Otro circo
Ningún león se come al domador, pero todo sigue oliendo a pestilente repollo
La mínima expresión del circo la constituyen una escalera, una cabra y un zíngaro que toca una trompeta abollada. Se le puede añadir también un oso y un pandero. A veces llegaba al pueblo un carromato de titiriteros y, en la plaza, bajo tres bombillas de 100 vatios, se montaba un espectáculo ratonero que a los niños de posguerra nos bastaba para soñar. Así llegó el día en que uno de mis tíos, muy farandulero, me llevó a ver un circo con leones, tigres, monos, equilibristas, trapecistas y payasos, que por Navidad se instalaba en la plaza de toros de Valencia. Llevo asociada la idea del circo a un desasosiego unido a la alegre fanfarria, al cúmulo de lentejuelas, al olor a repollo y a fieras despeluchadas, llenas de pulgas, en las jaulas. De niño podía soportar que una cabra trepara por una escalera a toque de trompeta, pero de chaval, imbuido por tantas lecturas de libros de la selva, me parecía degradante que un león o un tigre domados se vieran obligados a golpe de látigo a pasar por el aro, a sentarse, a levantar una pata, a abrir la boca y a rugir para dar la sensación de peligro.

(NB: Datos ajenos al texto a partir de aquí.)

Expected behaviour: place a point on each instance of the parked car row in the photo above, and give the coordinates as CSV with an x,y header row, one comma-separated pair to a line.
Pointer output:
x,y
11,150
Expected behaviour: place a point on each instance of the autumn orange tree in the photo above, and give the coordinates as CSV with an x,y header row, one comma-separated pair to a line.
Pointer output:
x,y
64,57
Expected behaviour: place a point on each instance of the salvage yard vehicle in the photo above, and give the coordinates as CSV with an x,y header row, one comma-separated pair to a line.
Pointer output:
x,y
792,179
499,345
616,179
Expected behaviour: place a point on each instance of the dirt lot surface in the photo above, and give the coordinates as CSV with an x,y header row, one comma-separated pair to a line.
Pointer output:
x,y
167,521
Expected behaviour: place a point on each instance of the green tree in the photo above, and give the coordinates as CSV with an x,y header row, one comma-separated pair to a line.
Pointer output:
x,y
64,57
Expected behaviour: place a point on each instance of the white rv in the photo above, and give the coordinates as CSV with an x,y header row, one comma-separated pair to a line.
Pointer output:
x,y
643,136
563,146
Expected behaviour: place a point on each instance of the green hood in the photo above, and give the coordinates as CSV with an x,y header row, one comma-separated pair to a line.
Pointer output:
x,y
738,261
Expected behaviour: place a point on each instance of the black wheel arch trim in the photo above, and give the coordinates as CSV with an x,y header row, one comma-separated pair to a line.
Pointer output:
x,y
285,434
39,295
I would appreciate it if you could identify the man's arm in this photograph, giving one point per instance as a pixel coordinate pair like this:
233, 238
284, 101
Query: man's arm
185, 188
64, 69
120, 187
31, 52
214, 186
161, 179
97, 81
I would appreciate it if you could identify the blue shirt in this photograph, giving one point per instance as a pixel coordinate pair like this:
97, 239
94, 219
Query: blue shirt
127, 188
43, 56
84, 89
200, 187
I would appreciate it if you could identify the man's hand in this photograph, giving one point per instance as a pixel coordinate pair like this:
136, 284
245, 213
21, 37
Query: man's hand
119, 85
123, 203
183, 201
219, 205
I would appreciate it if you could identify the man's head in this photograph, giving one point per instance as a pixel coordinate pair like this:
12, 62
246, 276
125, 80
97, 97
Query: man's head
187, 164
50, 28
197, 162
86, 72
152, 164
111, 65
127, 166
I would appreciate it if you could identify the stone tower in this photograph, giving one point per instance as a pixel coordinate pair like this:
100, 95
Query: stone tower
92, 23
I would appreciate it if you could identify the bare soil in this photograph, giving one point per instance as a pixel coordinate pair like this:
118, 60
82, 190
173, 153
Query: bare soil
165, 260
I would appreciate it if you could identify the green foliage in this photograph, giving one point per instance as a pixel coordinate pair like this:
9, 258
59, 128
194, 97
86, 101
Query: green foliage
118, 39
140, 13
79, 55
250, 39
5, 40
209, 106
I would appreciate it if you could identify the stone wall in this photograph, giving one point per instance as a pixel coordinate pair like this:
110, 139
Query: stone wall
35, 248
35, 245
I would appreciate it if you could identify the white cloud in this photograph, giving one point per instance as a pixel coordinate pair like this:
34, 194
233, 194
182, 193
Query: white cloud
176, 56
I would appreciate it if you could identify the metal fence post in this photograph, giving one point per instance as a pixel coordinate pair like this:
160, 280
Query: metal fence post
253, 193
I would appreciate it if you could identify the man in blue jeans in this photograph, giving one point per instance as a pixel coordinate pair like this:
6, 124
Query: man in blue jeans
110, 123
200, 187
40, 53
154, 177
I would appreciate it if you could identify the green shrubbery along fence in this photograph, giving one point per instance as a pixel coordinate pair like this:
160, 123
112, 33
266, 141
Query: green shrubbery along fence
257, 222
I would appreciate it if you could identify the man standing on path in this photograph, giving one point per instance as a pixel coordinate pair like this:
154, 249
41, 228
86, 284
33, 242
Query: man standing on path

Pasados los años consulté con un psicólogo argentino mi inquietante duda de si en el fondo no estaría deseando que el león se comiera al domador de una vez. Aquel circo de antaño que por Navidad se instalaba bajo una carpa en las afueras es el mismo que este año se ha transformado en el espectáculo de la política. En realidad, nada ha cambiado. En este circo actúa el líder de extrema derecha como hombre bala, el presidente en funciones hace contorsionismo en lo alto de una escalera, los independentistas dan en el trapecio el triple salto mortal, los jóvenes revolucionarios de izquierdas ya son tigres vegetarianos y la portavoz de la derecha pone la cabeza muy segura bajo la pata del elefante. Ningún león se come al domador, pero todo sigue oliendo a pestilente repollo.